Published: 22 April 2005

Abstract

Background

G- Protein coupled receptors (GPCRs) comprise the largest group of eukaryotic cell surface receptors with great pharmacological interest. A broad range of native ligands interact and activate GPCRs, leading to signal transduction within cells. Most of these responses are mediated through the interaction of GPCRs with heterotrimeric GTP-binding proteins (G-proteins). Due to the information explosion in biological sequence databases, the development of software algorithms that could predict properties of GPCRs is important. Experimental data reported in the literature suggest that heterotrimeric G-proteins interact with parts of the activated receptor at the transmembrane helix-intracellular loop interface.
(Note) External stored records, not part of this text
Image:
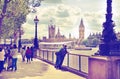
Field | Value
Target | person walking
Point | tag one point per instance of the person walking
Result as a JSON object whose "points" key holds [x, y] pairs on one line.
{"points": [[28, 54], [23, 53], [60, 56], [32, 52], [2, 53], [14, 54]]}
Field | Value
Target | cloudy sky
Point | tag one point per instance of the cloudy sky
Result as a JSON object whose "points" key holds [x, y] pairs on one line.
{"points": [[66, 15]]}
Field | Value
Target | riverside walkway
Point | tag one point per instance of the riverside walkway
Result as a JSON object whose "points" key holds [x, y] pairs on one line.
{"points": [[37, 69]]}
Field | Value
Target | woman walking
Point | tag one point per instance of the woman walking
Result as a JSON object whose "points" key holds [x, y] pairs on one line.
{"points": [[14, 55], [1, 59], [28, 54], [23, 53]]}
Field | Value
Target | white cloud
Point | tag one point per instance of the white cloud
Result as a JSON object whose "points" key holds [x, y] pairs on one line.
{"points": [[67, 16], [66, 19]]}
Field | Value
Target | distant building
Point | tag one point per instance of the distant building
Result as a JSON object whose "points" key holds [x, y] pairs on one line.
{"points": [[54, 36]]}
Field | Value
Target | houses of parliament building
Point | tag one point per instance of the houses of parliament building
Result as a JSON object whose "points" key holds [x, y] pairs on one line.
{"points": [[54, 35]]}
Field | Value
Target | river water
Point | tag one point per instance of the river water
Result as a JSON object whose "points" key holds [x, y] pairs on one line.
{"points": [[83, 52]]}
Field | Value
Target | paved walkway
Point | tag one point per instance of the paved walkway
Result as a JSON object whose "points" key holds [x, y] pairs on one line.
{"points": [[37, 69]]}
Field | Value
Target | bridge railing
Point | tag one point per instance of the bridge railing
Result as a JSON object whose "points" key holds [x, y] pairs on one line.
{"points": [[76, 63]]}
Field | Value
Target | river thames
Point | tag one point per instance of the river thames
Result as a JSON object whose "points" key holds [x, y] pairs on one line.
{"points": [[84, 52]]}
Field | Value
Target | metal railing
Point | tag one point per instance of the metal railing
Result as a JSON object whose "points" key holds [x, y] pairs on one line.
{"points": [[76, 63]]}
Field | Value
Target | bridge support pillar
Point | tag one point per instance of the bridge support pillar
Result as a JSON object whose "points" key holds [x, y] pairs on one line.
{"points": [[104, 67]]}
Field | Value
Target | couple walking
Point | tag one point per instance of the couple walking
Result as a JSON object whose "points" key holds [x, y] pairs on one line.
{"points": [[60, 56]]}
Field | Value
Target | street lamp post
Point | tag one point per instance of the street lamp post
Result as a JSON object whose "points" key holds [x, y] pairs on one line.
{"points": [[36, 39]]}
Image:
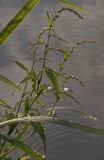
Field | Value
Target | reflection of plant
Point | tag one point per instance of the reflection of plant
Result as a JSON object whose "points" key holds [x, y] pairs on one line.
{"points": [[31, 111]]}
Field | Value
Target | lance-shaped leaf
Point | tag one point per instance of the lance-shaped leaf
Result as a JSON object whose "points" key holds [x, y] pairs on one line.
{"points": [[51, 75], [4, 104], [22, 66], [17, 19], [10, 83], [74, 6], [23, 147], [49, 19], [64, 123]]}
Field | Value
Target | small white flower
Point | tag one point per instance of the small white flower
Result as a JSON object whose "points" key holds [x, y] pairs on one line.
{"points": [[49, 88], [65, 89]]}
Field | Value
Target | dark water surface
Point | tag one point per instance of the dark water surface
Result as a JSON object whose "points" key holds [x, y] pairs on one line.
{"points": [[87, 63]]}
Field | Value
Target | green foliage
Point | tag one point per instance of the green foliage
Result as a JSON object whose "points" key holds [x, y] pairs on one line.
{"points": [[12, 25], [30, 111], [10, 83]]}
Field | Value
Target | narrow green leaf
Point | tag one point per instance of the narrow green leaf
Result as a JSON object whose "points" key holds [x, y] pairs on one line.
{"points": [[66, 54], [39, 128], [51, 75], [17, 19], [23, 147], [65, 123], [74, 6], [27, 105], [24, 158], [49, 19], [22, 66], [10, 83], [3, 103]]}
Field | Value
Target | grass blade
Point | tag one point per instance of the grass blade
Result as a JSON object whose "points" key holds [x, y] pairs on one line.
{"points": [[3, 103], [64, 123], [10, 27], [22, 146], [10, 83], [49, 19], [74, 6], [51, 75]]}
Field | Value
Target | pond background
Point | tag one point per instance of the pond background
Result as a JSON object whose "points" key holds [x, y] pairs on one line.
{"points": [[87, 63]]}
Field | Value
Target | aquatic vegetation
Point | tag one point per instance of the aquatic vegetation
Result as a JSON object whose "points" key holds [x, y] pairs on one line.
{"points": [[31, 111], [30, 4]]}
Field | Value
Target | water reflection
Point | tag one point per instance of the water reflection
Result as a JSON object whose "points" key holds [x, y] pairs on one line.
{"points": [[87, 62]]}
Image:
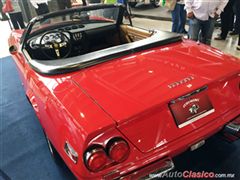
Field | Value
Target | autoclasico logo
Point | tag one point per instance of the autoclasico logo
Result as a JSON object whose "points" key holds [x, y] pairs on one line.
{"points": [[192, 174]]}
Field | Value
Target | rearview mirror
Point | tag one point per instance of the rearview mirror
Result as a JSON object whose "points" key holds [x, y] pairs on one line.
{"points": [[13, 49]]}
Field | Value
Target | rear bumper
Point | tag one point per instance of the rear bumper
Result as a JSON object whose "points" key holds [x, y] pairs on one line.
{"points": [[231, 131], [153, 170], [159, 160]]}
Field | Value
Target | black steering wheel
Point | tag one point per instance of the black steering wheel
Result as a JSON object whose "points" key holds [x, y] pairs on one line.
{"points": [[55, 45]]}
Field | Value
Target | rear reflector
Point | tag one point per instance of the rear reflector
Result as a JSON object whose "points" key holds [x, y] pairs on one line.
{"points": [[118, 150]]}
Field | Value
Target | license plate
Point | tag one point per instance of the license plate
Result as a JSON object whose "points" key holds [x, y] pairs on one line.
{"points": [[197, 145], [191, 108]]}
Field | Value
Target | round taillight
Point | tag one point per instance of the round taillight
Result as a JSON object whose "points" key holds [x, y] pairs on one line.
{"points": [[95, 159], [118, 150]]}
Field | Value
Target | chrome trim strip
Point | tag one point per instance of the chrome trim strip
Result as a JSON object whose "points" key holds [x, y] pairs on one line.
{"points": [[196, 118], [188, 95]]}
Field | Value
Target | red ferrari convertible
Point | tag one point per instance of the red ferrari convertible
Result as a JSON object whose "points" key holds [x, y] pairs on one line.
{"points": [[116, 101]]}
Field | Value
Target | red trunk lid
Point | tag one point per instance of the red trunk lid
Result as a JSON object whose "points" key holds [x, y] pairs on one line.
{"points": [[137, 91]]}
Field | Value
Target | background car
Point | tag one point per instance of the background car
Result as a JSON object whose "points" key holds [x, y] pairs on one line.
{"points": [[133, 3]]}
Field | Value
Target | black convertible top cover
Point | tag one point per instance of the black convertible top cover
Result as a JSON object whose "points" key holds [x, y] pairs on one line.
{"points": [[60, 66]]}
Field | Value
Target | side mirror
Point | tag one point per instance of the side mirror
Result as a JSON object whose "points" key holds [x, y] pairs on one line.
{"points": [[13, 50]]}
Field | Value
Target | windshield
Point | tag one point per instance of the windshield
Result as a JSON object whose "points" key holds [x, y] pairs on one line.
{"points": [[95, 17]]}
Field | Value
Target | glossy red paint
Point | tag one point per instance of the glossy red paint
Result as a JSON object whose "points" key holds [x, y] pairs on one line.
{"points": [[129, 97]]}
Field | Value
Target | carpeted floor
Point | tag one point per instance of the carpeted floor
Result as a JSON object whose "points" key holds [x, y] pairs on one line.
{"points": [[24, 153]]}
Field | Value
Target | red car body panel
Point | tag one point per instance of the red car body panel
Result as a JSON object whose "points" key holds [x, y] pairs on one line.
{"points": [[129, 97]]}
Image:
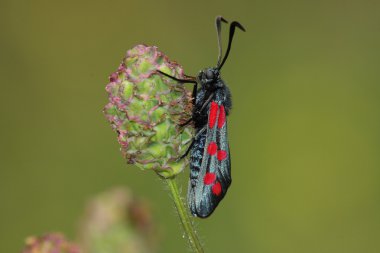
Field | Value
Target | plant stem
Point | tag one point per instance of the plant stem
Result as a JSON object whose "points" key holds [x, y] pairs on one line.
{"points": [[184, 216]]}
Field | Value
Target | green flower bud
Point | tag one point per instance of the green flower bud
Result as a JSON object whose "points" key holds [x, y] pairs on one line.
{"points": [[145, 108], [53, 242]]}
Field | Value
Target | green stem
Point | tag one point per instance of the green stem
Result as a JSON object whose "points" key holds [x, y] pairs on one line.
{"points": [[184, 216]]}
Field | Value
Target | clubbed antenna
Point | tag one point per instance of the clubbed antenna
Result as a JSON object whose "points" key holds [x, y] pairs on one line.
{"points": [[218, 22], [233, 25]]}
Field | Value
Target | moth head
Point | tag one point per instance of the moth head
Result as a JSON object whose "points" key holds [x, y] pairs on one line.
{"points": [[209, 76]]}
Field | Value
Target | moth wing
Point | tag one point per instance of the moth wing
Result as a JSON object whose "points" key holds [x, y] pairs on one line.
{"points": [[214, 177]]}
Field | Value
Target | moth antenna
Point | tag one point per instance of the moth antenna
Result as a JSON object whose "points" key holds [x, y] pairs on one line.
{"points": [[233, 25], [218, 23]]}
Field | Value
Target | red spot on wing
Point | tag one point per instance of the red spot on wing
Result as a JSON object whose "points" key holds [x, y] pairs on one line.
{"points": [[212, 147], [222, 117], [212, 115], [221, 155], [217, 189], [209, 178]]}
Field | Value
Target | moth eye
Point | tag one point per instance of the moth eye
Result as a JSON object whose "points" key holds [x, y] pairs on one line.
{"points": [[210, 74]]}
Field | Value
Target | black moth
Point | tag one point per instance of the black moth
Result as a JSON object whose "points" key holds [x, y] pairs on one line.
{"points": [[210, 161]]}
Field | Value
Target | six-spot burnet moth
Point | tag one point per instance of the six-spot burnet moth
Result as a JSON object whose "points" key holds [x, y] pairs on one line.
{"points": [[210, 160]]}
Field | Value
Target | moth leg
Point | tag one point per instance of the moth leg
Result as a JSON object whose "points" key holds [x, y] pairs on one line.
{"points": [[192, 144], [206, 103], [192, 80], [194, 96]]}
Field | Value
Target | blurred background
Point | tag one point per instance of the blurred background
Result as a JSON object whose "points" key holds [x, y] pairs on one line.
{"points": [[304, 131]]}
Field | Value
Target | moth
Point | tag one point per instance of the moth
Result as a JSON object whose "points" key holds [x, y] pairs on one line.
{"points": [[210, 159]]}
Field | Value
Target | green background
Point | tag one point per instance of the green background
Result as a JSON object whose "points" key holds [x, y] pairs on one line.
{"points": [[304, 131]]}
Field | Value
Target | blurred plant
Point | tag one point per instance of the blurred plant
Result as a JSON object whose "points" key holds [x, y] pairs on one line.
{"points": [[116, 222], [49, 243], [145, 109], [113, 222]]}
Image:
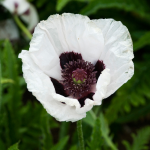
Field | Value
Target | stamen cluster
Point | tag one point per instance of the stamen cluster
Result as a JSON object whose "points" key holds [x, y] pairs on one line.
{"points": [[70, 72]]}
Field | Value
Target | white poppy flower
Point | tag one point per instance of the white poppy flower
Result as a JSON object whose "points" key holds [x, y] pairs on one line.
{"points": [[74, 62], [24, 9]]}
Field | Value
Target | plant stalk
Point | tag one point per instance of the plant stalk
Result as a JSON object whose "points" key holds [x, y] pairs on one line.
{"points": [[22, 27], [80, 135]]}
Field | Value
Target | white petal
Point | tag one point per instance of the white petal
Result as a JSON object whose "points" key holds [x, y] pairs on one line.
{"points": [[23, 6], [42, 88], [82, 36], [75, 103], [44, 54], [58, 34], [70, 32], [117, 54], [32, 18], [101, 86]]}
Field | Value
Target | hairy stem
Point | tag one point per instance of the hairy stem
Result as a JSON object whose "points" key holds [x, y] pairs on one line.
{"points": [[22, 27], [80, 135]]}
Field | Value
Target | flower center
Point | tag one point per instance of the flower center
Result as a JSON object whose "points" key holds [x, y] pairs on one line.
{"points": [[79, 76]]}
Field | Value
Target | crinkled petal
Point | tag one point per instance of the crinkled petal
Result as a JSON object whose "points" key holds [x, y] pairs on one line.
{"points": [[22, 6], [117, 54], [42, 88], [44, 55], [31, 18], [101, 86], [62, 33], [70, 32]]}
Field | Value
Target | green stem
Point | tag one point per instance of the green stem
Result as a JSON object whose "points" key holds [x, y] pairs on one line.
{"points": [[22, 27], [80, 135]]}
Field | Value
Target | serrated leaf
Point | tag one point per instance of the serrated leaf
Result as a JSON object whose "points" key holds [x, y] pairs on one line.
{"points": [[61, 144], [14, 147]]}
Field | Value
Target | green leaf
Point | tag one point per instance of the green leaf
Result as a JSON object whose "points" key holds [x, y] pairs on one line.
{"points": [[96, 138], [0, 82], [105, 132], [133, 93], [64, 128], [4, 80], [90, 118], [14, 147], [61, 4], [140, 140], [143, 41], [129, 6], [61, 144], [45, 127]]}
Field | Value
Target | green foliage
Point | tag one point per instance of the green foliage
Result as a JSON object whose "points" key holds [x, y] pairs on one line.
{"points": [[61, 4], [90, 118], [14, 147], [4, 80], [23, 118], [143, 41], [140, 140], [125, 5], [105, 132], [127, 96], [61, 144], [96, 137]]}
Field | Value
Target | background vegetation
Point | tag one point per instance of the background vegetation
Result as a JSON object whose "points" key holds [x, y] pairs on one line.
{"points": [[121, 122]]}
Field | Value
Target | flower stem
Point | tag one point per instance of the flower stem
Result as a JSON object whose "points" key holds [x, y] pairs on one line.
{"points": [[22, 27], [80, 135]]}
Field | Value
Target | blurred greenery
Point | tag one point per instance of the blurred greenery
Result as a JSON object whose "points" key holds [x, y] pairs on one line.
{"points": [[121, 122]]}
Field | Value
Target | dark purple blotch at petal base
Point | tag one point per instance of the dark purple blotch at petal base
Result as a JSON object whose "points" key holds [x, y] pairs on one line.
{"points": [[99, 67], [59, 88], [67, 57], [82, 100]]}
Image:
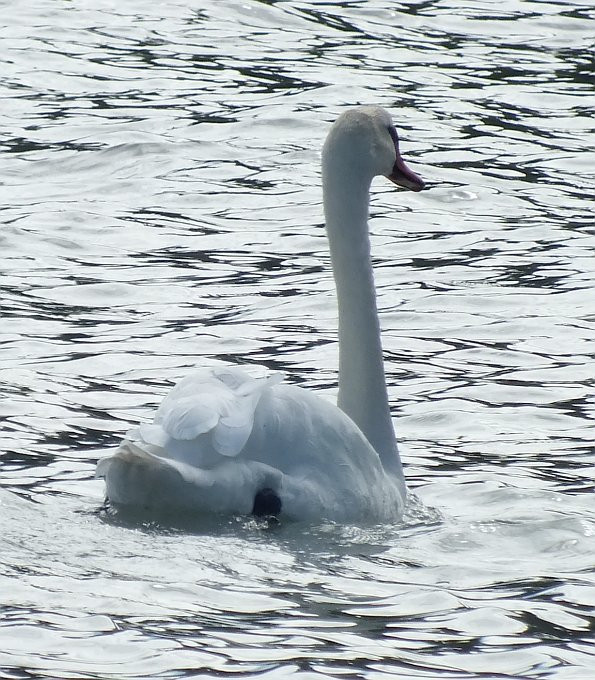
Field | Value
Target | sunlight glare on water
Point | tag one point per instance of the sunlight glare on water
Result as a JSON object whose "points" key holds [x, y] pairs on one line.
{"points": [[161, 209]]}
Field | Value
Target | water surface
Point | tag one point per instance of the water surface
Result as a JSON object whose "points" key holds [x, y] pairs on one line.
{"points": [[161, 209]]}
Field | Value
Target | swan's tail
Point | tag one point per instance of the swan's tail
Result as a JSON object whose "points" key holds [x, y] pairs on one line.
{"points": [[141, 478]]}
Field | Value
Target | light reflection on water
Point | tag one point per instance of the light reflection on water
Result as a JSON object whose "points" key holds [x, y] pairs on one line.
{"points": [[161, 207]]}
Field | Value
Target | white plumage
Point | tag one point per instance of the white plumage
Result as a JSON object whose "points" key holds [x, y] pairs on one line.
{"points": [[222, 436]]}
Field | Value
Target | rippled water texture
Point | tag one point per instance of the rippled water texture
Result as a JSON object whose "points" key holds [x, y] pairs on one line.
{"points": [[161, 208]]}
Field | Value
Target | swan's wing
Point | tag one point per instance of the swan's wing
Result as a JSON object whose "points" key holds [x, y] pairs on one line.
{"points": [[209, 413]]}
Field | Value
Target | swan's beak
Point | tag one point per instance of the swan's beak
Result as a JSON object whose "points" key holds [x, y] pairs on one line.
{"points": [[404, 177]]}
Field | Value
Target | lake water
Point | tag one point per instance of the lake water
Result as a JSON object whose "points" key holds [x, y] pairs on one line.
{"points": [[161, 209]]}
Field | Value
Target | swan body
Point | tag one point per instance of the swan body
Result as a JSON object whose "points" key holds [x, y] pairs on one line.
{"points": [[223, 441]]}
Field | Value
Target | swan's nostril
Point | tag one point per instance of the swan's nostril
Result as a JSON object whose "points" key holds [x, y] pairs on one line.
{"points": [[266, 503]]}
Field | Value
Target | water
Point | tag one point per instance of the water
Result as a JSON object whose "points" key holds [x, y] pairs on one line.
{"points": [[161, 208]]}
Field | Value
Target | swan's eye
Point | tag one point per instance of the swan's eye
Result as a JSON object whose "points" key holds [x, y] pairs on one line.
{"points": [[395, 137]]}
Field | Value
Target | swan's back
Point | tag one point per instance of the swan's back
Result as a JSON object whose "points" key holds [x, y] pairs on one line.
{"points": [[220, 437]]}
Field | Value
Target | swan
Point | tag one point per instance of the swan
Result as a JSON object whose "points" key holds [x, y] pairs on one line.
{"points": [[223, 441]]}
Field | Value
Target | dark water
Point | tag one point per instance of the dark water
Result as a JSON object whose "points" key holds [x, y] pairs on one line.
{"points": [[161, 209]]}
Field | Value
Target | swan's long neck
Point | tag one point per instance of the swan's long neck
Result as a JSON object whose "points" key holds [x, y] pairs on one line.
{"points": [[362, 385]]}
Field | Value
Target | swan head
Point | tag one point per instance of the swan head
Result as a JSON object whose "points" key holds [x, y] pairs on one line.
{"points": [[363, 141]]}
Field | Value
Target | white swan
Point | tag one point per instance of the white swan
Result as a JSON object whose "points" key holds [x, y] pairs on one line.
{"points": [[225, 442]]}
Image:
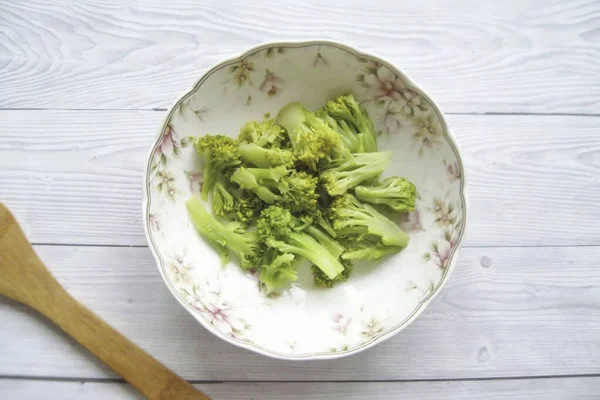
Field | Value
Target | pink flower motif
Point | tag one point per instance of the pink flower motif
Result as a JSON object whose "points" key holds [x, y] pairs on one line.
{"points": [[452, 170], [154, 223], [195, 180], [440, 252], [271, 84], [169, 143], [219, 318], [341, 323], [385, 84], [412, 222]]}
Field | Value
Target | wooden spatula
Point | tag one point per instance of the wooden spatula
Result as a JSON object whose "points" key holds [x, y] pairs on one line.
{"points": [[25, 278]]}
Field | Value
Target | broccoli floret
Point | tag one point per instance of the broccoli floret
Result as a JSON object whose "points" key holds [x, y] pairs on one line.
{"points": [[277, 270], [265, 134], [369, 252], [232, 235], [297, 189], [323, 280], [275, 228], [346, 109], [333, 246], [299, 192], [312, 139], [341, 178], [396, 192], [247, 207], [220, 153], [222, 201], [352, 219], [264, 182], [352, 140], [253, 154]]}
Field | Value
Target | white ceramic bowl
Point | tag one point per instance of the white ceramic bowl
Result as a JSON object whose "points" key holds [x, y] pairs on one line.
{"points": [[306, 322]]}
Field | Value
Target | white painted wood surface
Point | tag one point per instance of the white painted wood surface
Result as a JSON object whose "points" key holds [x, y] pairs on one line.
{"points": [[506, 312], [78, 84], [471, 56], [535, 389], [76, 177]]}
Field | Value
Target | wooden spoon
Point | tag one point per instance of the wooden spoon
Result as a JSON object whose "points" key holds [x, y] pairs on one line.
{"points": [[25, 278]]}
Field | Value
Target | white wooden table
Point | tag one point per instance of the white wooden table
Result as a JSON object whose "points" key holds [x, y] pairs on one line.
{"points": [[83, 85]]}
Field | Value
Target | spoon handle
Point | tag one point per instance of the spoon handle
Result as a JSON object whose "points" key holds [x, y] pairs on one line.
{"points": [[142, 371], [25, 278]]}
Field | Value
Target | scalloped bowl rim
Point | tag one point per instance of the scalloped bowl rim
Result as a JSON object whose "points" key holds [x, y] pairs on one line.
{"points": [[422, 304]]}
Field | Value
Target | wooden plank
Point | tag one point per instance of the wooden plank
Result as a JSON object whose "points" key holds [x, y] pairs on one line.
{"points": [[534, 389], [75, 177], [509, 56], [506, 312]]}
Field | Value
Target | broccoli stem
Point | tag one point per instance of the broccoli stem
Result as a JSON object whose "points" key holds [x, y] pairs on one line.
{"points": [[390, 233], [210, 177], [305, 246], [216, 232], [261, 181], [265, 158], [332, 245]]}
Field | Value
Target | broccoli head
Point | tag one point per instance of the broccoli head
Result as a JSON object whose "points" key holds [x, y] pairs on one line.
{"points": [[339, 179], [323, 280], [261, 157], [223, 236], [396, 192], [264, 182], [266, 134], [275, 228], [312, 139], [296, 189], [277, 270], [222, 200], [352, 117], [352, 219], [352, 140], [247, 207], [220, 153]]}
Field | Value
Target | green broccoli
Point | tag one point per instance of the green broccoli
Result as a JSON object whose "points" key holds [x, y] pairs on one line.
{"points": [[352, 140], [346, 109], [297, 189], [299, 192], [333, 246], [369, 251], [220, 153], [352, 219], [277, 270], [224, 236], [253, 154], [266, 134], [339, 179], [247, 207], [323, 280], [396, 192], [312, 138], [262, 181], [222, 200], [275, 228]]}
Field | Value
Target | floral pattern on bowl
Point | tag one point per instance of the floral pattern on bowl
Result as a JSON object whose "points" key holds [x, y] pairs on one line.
{"points": [[303, 322]]}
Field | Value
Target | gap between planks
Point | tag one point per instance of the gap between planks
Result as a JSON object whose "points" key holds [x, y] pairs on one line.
{"points": [[208, 382], [490, 113]]}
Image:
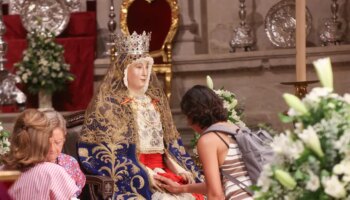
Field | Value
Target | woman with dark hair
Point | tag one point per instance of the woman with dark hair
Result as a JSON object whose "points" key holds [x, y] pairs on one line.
{"points": [[217, 150]]}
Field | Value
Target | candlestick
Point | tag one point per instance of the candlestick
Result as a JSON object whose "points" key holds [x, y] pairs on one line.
{"points": [[334, 28], [242, 35], [300, 12], [112, 26]]}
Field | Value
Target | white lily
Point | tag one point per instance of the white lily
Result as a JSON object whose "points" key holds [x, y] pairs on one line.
{"points": [[295, 103], [323, 68], [311, 140]]}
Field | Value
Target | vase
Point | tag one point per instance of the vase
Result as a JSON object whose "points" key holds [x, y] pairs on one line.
{"points": [[45, 99]]}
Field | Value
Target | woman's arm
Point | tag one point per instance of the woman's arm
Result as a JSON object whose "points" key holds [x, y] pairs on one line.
{"points": [[207, 147]]}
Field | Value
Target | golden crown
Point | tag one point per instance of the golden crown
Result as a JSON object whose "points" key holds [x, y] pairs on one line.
{"points": [[133, 44]]}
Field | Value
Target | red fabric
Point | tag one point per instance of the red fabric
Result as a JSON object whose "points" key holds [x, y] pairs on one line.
{"points": [[152, 17], [152, 161], [3, 192], [156, 161], [79, 42]]}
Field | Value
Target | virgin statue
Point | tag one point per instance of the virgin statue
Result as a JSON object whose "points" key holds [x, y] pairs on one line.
{"points": [[129, 134]]}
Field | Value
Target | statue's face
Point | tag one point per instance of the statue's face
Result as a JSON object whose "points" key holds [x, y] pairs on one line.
{"points": [[138, 74]]}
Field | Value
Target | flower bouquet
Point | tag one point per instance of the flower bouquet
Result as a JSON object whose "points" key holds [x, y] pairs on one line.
{"points": [[43, 69], [230, 103], [43, 66], [313, 160]]}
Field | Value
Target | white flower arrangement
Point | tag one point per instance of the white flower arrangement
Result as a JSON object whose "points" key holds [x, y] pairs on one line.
{"points": [[230, 103], [4, 141], [313, 160], [43, 66]]}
Utilizing this information and membrane topology information, we have developed an intensive exploratory approach to generate a refined library of statistical models (Hidden Markov Models) that predict the coupling preference of GPCRs to heterotrimeric G-proteins. The method predicts the coupling preferences of GPCRs to Gs, Gi/o and Gq/11, but not G12/13 subfamilies.

Results

Using a dataset of 282 GPCR sequences of known coupling preference to G-proteins and adopting a five-fold cross-validation procedure, the method yielded an 89.7% correct classification rate. In a validation set comprised of all receptor sequences that are species homologues to GPCRs with known coupling preferences, excluding the sequences used to train the models, our method yields a correct classification rate of 91.0%. Furthermore, promiscuous coupling properties were correctly predicted for 6 of the 24 GPCRs that are known to interact with more than one subfamily of G-proteins.

Conclusion

Our method demonstrates high correct classification rate. Unlike previously published methods performing the same task, it does not require any transmembrane topology prediction in a preceding step. A web-server for the prediction of GPCRs coupling specificity to G-proteins available for non-commercial users is located at http://bioinformatics.biol.uoa.gr/PRED-COUPLE webcite.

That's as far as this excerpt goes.